After breakfast Jay was often sent alone to fetch the two huge farm horses. If he called them, they looked at him–and went back to eating grass. If he walked towards them, they walked away, just fast enough to keep their distance. But Mr. Becker had taught him to bring some oats with him. The horses would come to eat the oats and Jay could slip the halter over their heads and lead them back to the barn.
Mr. Becker and Jay spent a lot of time cutting hay that summer, raking it in the fields, pitching it into the wagon, and driving back to the barn. Mr. Becker didn’t bale the hay or roll it like they do nowadays. When they got back to the barn, Jay would climb up to the hay loft. Mr. Becker would use a giant claw on a pulley to get the hay up to the loft. Then Jay would use a pitchfork to move the hay from the middle of the barn to the sides. If it stayed in one pile, it would pack down and get hard. Besides, they needed to make room for the next wagon load of hay.

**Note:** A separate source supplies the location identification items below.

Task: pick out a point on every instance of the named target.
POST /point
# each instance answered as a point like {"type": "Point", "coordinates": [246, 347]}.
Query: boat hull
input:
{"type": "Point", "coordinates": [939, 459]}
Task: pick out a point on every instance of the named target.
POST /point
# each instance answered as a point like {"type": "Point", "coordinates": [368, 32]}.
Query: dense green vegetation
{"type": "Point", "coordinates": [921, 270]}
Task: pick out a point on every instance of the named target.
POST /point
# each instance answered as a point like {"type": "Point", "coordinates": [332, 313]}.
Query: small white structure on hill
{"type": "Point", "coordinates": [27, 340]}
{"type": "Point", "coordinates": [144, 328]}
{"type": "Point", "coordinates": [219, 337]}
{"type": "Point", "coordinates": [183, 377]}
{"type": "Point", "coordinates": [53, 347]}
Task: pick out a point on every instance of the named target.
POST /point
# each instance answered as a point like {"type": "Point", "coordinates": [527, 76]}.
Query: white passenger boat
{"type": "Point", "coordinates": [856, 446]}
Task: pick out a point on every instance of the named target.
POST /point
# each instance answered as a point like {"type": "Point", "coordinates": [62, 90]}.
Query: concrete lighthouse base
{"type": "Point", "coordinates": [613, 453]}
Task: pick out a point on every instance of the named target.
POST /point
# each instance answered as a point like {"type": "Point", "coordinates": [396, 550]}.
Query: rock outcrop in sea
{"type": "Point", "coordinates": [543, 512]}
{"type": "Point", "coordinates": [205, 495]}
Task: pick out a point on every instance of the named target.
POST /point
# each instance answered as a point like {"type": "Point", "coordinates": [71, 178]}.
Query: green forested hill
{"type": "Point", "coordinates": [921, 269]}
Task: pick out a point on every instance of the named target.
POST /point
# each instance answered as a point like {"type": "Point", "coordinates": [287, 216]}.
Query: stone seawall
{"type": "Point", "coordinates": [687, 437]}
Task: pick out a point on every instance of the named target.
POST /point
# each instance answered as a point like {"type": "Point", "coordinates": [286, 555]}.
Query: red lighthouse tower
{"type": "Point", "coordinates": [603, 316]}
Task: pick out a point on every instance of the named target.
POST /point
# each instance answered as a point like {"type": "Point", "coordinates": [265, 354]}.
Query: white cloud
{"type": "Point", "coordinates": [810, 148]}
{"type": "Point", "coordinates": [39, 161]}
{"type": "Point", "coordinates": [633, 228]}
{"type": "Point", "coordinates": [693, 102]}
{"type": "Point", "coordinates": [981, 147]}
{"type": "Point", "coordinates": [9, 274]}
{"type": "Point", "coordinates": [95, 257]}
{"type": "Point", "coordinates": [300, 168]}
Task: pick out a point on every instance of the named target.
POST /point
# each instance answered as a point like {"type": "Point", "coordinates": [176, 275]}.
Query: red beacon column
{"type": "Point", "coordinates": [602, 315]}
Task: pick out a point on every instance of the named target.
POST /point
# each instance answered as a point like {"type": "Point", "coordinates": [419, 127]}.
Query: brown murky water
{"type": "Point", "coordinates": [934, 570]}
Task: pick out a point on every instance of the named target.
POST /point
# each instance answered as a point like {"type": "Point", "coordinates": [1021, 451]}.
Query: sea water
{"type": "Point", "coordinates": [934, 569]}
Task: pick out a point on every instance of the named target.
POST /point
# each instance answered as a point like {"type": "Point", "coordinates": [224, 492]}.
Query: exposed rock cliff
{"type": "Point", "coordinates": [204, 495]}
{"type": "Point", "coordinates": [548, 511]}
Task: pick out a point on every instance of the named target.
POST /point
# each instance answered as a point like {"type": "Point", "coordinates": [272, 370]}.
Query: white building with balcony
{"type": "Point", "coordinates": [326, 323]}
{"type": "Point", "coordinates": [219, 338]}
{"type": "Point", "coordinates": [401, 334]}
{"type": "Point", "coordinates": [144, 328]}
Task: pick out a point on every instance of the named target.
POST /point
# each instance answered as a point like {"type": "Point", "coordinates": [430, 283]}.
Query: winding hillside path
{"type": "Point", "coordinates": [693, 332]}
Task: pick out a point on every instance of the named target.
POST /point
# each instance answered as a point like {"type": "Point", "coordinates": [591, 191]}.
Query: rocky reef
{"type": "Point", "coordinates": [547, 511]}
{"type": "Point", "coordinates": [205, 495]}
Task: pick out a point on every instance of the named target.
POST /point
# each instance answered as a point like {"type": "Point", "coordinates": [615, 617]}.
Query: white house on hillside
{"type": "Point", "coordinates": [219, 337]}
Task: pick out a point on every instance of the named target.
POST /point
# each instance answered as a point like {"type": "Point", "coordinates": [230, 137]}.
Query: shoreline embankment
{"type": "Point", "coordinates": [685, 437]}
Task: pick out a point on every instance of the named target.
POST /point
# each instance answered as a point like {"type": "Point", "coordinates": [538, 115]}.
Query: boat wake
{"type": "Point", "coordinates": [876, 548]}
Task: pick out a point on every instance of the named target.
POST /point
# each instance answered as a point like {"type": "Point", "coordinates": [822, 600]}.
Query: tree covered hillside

Mr. Becker had a tractor too. Once Jay was driving the tractor and went around a curve too fast. The hay wagon he was pulling tipped over into the side of the hill. It took them hours to get the wagon upright again. Jay was afraid that he might not be allowed to drive the tractor again. It had been fun.
But the very next day, Mr. Becker said “Jay, why don’t you drive the tractor?” Jay felt relieved. In fact, he felt great.
The first Sunday on the farm Mrs. Becker said to Jay at breakfast, “Jay, we go to church on Sundays. Will you be coming with us?”
Jay blurted out, “I can’t. I’m Jewish.”
Mrs. Becker answered , “That’s fine. Lester and I will go on to church. You stay behind. We’ll be back by lunch time.” And that’s what they did for the rest of the summer.
If a weekend day was hot, the Beckers took Jay to swim in the Hudson River near the bridge in Schuylerville. In August, they took him to the Washington County Fair. And every Saturday the Beckers went to Saratoga to the harness races, and they took Jay along. After the races, they always met their friends at Sarge’s Triangle Diner. The men talked about the horses, the weather, and the price of milk. Jay listened to the talk and ate hamburgers, milkshakes, and french fries.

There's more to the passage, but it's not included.